Towards Quantifying The Privacy Of Redacted Text
Vaibhav Gusain, Douglas Leith
TL;DR
This work tackles the problem of quantifying privacy for redacted text by leveraging transformer-based reconstructions (notably BART) to generate multiple plausible originals. It proposes a k-anonymity-inspired framework that uses top reconstructions, sentence embeddings, and a gibberish-detection/overlap quality proxy to gauge privacy, while evaluating privacy-attack success via a TFIDF+logistic regression classifier trained on available data. Across multiple datasets and redaction levels, the study shows a clear trade-off: higher redaction increases privacy but reduces utility, with a threshold region where reconstruction quality and attack effectiveness shift rapidly.
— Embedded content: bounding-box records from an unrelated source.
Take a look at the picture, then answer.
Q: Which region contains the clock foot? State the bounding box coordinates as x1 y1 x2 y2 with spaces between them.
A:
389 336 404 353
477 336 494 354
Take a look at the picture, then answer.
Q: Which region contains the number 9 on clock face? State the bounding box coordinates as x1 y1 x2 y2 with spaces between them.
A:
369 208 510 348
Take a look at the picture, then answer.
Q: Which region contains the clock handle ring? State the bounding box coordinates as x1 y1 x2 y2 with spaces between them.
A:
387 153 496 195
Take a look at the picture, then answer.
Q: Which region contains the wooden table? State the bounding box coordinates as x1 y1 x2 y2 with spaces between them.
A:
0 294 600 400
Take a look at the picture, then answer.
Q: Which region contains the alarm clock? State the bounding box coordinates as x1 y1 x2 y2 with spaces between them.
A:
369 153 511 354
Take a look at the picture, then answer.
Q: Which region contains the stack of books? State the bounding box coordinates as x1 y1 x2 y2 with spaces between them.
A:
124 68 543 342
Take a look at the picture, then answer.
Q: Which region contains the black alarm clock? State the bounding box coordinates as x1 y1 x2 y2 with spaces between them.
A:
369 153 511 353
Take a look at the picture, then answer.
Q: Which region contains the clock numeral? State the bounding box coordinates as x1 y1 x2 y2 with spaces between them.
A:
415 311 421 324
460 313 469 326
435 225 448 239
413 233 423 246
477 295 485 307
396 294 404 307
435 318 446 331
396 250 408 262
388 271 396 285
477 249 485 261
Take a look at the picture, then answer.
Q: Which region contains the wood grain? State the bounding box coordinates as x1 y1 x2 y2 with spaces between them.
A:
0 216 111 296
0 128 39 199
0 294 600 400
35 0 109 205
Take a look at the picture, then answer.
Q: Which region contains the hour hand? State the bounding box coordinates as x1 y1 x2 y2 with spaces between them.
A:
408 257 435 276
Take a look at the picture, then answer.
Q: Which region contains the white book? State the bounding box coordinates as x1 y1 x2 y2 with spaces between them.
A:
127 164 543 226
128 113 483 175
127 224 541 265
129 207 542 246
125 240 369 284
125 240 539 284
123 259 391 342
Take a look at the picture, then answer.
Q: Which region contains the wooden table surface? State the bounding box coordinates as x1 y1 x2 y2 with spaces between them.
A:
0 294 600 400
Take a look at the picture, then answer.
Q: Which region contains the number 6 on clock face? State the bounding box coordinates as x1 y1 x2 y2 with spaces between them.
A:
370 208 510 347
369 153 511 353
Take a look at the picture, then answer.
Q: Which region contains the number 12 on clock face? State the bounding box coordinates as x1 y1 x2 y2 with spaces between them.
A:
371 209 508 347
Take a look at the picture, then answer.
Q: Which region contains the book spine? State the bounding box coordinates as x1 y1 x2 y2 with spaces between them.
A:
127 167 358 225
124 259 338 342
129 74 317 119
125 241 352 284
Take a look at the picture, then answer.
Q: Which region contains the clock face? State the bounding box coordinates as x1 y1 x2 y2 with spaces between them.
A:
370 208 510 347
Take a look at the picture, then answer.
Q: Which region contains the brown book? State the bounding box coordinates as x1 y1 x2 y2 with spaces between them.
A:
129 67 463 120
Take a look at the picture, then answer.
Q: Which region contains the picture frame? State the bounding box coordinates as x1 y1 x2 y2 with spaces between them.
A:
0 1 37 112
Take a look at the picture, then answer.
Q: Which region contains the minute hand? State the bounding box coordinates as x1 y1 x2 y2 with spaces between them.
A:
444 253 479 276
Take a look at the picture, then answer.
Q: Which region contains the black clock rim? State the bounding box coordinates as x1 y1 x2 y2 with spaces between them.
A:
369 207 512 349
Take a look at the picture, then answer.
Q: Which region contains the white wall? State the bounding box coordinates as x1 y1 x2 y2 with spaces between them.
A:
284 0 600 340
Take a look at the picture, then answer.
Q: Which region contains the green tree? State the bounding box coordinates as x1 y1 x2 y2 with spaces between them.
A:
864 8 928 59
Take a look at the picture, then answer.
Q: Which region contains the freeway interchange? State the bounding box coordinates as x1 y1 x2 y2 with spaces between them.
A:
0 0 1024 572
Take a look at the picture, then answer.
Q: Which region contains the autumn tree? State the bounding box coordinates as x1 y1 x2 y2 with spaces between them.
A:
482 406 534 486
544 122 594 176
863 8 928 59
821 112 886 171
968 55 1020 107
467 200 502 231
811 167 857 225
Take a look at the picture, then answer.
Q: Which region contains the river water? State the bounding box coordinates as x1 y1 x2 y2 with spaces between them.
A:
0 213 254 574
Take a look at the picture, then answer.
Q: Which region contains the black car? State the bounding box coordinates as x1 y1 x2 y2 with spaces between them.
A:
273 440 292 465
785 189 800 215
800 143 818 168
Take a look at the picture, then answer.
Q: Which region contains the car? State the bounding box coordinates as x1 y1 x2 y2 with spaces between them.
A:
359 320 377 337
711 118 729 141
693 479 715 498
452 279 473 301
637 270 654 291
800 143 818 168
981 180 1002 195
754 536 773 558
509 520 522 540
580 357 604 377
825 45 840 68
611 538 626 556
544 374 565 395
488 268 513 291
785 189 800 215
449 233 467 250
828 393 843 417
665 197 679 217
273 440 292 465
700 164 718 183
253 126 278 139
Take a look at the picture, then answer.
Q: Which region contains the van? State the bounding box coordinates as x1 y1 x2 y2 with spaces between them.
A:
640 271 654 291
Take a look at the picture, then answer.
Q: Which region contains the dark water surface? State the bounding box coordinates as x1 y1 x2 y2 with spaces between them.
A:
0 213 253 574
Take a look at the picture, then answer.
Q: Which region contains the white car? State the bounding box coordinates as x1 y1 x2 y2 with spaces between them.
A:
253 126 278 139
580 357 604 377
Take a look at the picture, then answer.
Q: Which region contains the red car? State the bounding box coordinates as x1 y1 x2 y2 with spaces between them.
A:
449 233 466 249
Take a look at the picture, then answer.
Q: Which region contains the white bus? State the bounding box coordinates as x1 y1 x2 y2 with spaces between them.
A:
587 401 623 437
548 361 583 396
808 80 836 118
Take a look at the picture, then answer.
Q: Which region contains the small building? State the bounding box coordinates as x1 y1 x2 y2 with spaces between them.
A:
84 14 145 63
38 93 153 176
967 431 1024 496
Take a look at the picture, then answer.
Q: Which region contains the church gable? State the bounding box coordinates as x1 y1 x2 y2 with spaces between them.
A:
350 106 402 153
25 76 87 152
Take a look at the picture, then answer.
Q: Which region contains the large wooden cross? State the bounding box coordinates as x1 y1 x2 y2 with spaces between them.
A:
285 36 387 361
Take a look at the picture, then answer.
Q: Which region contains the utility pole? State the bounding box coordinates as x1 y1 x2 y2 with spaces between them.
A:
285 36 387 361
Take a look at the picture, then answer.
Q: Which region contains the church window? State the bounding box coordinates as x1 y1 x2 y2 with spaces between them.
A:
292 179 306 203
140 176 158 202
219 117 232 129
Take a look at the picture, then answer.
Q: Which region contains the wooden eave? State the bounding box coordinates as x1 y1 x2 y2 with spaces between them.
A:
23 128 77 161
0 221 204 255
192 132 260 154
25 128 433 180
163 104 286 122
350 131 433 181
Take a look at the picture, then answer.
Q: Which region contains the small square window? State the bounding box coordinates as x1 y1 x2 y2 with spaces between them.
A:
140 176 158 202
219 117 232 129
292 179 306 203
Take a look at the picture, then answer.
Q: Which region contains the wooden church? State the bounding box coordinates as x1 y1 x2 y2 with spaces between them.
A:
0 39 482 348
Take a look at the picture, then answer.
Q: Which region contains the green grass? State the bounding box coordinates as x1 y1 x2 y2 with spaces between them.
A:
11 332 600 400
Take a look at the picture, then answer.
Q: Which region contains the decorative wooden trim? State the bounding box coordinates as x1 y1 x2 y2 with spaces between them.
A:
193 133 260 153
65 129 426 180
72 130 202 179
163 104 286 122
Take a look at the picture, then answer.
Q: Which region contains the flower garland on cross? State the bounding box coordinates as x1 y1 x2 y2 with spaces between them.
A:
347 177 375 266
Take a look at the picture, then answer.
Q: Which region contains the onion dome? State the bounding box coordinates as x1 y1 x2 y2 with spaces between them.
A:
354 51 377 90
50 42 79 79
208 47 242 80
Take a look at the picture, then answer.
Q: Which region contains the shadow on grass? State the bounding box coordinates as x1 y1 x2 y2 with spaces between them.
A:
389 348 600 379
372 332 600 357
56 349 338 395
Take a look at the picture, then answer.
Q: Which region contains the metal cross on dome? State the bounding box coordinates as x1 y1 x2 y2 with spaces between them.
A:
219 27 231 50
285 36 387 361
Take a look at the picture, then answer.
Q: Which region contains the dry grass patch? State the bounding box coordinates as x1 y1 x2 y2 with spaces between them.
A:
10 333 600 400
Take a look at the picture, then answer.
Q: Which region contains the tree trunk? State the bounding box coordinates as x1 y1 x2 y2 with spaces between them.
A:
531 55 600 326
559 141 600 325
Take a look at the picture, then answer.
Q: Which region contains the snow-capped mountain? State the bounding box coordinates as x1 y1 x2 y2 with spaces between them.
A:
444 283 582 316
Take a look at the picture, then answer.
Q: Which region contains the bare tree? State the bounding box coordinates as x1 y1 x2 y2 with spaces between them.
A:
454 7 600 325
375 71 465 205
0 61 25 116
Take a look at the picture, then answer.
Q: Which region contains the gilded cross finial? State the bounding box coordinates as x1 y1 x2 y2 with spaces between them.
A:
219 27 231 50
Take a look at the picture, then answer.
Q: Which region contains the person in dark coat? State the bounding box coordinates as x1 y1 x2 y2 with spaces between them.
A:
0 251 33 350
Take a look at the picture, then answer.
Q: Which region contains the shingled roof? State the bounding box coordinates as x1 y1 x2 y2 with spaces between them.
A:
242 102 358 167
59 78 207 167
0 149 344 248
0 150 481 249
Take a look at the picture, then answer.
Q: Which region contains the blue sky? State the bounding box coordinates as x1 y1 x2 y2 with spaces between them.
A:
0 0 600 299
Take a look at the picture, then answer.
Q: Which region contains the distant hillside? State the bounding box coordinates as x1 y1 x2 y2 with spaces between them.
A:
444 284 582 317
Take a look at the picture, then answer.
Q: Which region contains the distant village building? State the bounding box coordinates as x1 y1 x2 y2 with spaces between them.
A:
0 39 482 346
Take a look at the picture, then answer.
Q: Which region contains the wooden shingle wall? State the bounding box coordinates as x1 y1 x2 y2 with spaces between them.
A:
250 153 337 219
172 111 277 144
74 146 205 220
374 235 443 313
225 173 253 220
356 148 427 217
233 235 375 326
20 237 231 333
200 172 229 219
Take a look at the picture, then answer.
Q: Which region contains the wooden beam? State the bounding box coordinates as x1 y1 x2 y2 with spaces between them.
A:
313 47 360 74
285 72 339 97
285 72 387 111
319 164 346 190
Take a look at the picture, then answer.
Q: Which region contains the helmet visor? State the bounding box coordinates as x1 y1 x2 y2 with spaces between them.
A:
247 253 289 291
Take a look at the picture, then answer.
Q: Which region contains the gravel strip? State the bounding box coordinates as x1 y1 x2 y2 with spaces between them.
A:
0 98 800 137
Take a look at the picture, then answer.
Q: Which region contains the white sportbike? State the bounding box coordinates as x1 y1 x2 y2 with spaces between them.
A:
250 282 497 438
The work contributes a practical methodology for estimating redacted-text privacy, highlights a potential path toward a clustering-based $k$-anonymity analogue, and suggests that redaction strategies should be tailored to the desired privacy guarantees and threat model.
Abstract
In this paper we propose use of a k-anonymity-like approach for evaluating the privacy of redacted text. Given a piece of redacted text we use a state of the art transformer-based deep learning network to reconstruct the original text. This generates multiple full texts that are consistent with the redacted text, i.e. which are grammatical, have the same non-redacted words etc, and represents each of these using an embedding vector that captures sentence similarity. In this way we can estimate the number, diversity and quality of full text consistent with the redacted text and so evaluate privacy.